D’autant que la gestion du dossier sous l’ère Descheemaecker interpelle. Comment expliquer le fiasco du Fyra alors qu’un budget de 1,8 million d’euros avait été débloqué par le conseil d’administration en avril 2004 pour assurer un suivi «de qualité» du dossier par le département Achats et la direction Matériel de la SNCB, jusqu’à la livraison des trains prévue en 2007? «Pourquoi personne à la SNCB n’a-t-il tiré le signal d’alarme? Et pourquoi n’a-t-on pas mis fin au contrat en 2007 lorsque le fabricant italien AnsaldoBreda s’est révélé incapable de livrer les trains dans les temps?», s’interroge le député CD&V Jef Van den Bergh.

Zones d’ombre

Ce dernier déplore aussi l’existence de zones d’ombres dans la procédure d’homologation du Fyra par le Service de sécurité et d’interopérabilité des chemins de fer (SSICF). Et se demande pourquoi il a fallu attendre que les trains «tombent littéralement en morceaux» pour qu’on leur retire leur licence. «Ces éléments n’ont pas été pris en compte dans l’étude d’E&Y parce que Marc Descheemaecker lui-même était à la barre», conclut Jef Van den Bergh.

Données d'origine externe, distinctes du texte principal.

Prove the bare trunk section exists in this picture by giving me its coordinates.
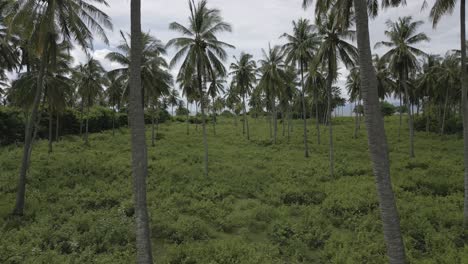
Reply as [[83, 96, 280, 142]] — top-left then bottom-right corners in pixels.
[[242, 93, 250, 140], [353, 0, 406, 264], [460, 0, 468, 229], [129, 0, 153, 264], [400, 67, 414, 158], [301, 61, 309, 158], [13, 41, 49, 216]]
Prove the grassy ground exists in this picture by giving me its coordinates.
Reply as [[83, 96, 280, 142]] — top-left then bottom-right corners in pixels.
[[0, 118, 468, 264]]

«Avec le recul, la chronologie des faits laisse penser que Marc Descheemaecker a commandé cette étude pour sauver sa peau, analyse Stefaan Van Hecke. Et si elle a bien coûté 250.000 euros, c’est incroyable.» Mais la suite de l’histoire recèle d’autres surprises...

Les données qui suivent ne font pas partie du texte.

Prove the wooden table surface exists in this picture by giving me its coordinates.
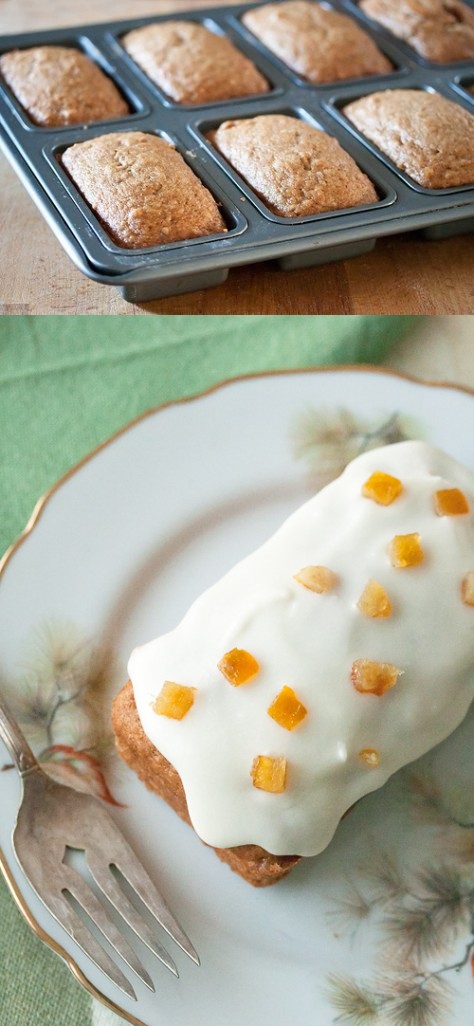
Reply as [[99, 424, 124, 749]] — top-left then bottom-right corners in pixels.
[[0, 0, 474, 314]]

Une fois l’étude livrée par E&Y, le 24 mai 2013, Marc Descheemaecker la communique à son conseil d’administration puis… à la justice. Le 3 juin 2013, il transmet l’intégralité du rapport d’E&Y au procureur du Roi du parquet de Bruxelles. «L’article 29 du Code d’instruction criminelle oblige en effet tout administrateur délégué d’une société anonyme de droit public de signaler immédiatement la présence de possibles irrégularités, quelles qu’en soient les raisons», se justifiait Descheemaecker le lendemain devant les députés en Commission de l’infrastructure, des communications et des entreprises publiques.

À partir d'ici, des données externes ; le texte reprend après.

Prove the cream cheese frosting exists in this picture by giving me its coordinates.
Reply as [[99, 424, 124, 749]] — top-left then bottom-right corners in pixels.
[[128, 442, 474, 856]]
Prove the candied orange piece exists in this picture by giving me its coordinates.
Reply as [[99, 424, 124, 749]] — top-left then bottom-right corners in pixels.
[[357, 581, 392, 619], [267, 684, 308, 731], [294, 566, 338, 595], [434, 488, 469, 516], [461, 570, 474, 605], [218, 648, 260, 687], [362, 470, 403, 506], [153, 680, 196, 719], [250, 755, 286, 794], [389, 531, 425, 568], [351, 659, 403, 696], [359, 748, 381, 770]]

«Qu’il remette ce rapport au Parquet la veille de son audition au Parlement m’a beaucoup surpris, explique Stefaan Van Hecke. Dès ce moment-là, on n’a plus pu discuter du contenu du rapport puisque la justice en était saisie. Il a donné l’impression d’avoir trouvé quelque chose de très important mais il était impossible d’en débattre au prétexte qu’il fallait respecter le secret judiciaire. Le Parlement était neutralisé.» En «verrouillant» judiciairement le dossier Fyra, Marc Descheemaecker a ainsi pu achever son mandat sans embrouilles...

Puis, mi-janvier, on apprend que le parquet de Bruxelles a classé la procédure sans suite. Aucune irrégularité susceptible de poursuites judiciaires n’a visiblement été mise à jour par le coûteux rapport d’E&Y. La justice bruxelloise, qui croule pourtant sous l’arriéré judiciaire, a gaspillé son précieux temps… «Le dossier Fyra n’est pas un petit dossier. Si le parquet a décidé si vite de classer sans suite, je suppose que c’est parce qu’il n’y avait pas grand-chose dans le rapport d’E&Y», commente Stefaan Van Hecke. Qui va demander au gouvernement de rendre enfin ce document public. «Je suis très curieux de voir ce que les consultants ont réalisé pour 250.000 euros...»

De son côté, Marc Descheemaecker a quitté la SNCB par la petite porte, en novembre, doté d’un parachute doré de 1,3 million d’euros. Comme le prévoyait son contrat.

David Leloup

(1) «Rode kaart voor NMBS-topman Marc Descheemaecker?», Knack, 26 juin 2013.



Une love story de 10 ans

2004. Guy Serraes (Open VLD), directeur de la branche Secteur public chez Ernst & Young, «travaille» le Premier ministre Guy Verhofstadt pour faire nommer Marc Descheemaecker à la tête de la SNCB. Ça marche.

2005. Le 1er janvier, Marc Descheemaecker (Open VLD) devient le patron de la SNCB. Sous sa houlette, l’opérateur ferroviaire public se met à recourir à plusieurs consultants extérieurs pour se faire conseiller.

2006. Ernst & Young rafle 37,6% des dépenses totales de la SNCB en consultance, soit 1,14 million d’euros sur 3 millions. Enorme: en 2005, le consultant n’avait obtenu que 22.000 euros de contrats, soit… 0,7% des dépenses totales.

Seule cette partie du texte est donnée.